Background: Emergency department (ED) overcrowding has become a global public health concern, underscoring the importance of rapid and reliable risk stratification tools. Early warning scores are widely used to identify patients at risk of deterioration and mortality. The recently developed International Early Warning Score (IEWS), which incorporates age and sex adjustments into the National Early Warning Score (NEWS) model, has shown promising results and has undergone initial external validation in a Danish cohort; however, no prospective external validation has yet been conducted, and broader international validation remains limited. This study aimed to evaluate the performance of IEWS compared with NEWS in predicting in-hospital mortality, 30-day mortality, and ICU admission among adult ED patients.
Methods: This prospective observational cohort study was conducted between July and August 2024 in a tertiary university hospital ED with an annual census of ~ 70,000 visits. Adult patients presenting to the ED were included, while trauma cases, patients without vital signs on arrival, interhospital transfers, and cases with incomplete data were excluded. IEWS and NEWS were calculated at presentation. The primary outcome was all-cause in-hospital mortality; secondary outcomes included 30-day mortality and ICU admission.
Results: A total of 8,666 patients were analyzed. The median age was 40 years (IQR: 26-58), and 51.5% were female. In-hospital mortality was 1.5% (n = 134), and 30-day mortality was 1.9% (n = 163). IEWS demonstrated excellent discriminative ability for in-hospital and 30-day mortality (AUC: 0.944 and 0.930, respectively), and good performance for ICU admission (AUC: 0.876). In contrast, NEWS showed good performance for in-hospital and 30-day mortality (AUC: 0.884 and 0.848, respectively) and moderate performance for ICU admission (AUC: 0.781). IEWS consistently outperformed NEWS across all outcomes (p < 0.05, DeLong's test).

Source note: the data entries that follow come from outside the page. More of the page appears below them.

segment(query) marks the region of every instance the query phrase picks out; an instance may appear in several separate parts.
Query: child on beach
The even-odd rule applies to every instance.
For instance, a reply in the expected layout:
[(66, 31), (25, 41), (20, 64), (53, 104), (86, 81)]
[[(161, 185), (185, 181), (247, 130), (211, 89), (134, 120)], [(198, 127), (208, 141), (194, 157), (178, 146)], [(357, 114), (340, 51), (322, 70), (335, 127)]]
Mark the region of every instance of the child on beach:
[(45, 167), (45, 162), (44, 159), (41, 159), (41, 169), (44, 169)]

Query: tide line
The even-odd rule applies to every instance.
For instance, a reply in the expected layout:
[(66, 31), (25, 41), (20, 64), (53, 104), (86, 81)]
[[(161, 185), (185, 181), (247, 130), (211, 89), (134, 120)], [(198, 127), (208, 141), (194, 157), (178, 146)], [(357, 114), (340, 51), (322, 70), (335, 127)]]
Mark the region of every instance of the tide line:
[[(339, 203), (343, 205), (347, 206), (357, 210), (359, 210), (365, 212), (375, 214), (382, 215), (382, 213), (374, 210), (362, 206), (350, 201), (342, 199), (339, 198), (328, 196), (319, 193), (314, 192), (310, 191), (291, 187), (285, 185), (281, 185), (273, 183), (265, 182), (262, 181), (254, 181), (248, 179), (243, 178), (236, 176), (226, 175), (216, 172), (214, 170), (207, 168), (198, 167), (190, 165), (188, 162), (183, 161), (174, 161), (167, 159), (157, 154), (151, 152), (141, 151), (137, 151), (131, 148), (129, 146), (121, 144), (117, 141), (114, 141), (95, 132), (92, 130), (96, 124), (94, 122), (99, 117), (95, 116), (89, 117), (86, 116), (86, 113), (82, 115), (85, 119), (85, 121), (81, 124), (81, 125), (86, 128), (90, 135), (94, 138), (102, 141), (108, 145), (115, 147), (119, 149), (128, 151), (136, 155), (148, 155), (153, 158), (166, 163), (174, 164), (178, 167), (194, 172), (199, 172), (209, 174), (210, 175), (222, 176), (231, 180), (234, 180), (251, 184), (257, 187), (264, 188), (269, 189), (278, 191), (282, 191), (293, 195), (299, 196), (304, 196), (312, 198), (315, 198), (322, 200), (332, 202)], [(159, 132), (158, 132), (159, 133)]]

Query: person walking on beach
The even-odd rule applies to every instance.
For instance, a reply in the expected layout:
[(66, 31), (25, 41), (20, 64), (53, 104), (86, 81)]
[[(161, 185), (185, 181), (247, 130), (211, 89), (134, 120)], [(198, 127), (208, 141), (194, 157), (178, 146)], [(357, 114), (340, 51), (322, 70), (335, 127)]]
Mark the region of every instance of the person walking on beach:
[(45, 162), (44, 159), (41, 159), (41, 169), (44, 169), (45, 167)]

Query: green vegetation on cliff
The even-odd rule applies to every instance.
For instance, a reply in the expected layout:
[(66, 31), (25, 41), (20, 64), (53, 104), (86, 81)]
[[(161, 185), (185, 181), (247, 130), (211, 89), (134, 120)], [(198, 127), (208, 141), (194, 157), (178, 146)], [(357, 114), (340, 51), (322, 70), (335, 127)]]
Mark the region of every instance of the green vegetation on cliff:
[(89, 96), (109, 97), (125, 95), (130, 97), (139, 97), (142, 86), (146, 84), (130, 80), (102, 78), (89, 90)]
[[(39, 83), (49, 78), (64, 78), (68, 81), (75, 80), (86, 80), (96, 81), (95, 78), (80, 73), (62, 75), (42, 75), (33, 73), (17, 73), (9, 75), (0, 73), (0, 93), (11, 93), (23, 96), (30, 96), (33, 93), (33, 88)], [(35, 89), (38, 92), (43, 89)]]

Conclusion: IEWS outperformed NEWS in predicting in-hospital mortality, 30-day mortality, and ICU admission among non-traumatic ED patients. Given its high sensitivity, specificity, and overall discriminative performance, IEWS may serve as a reliable bedside tool for patient risk stratification in the ED. Large-scale multicenter studies are needed to confirm its generalizability across diverse populations.
Clinical trial number: Not applicable.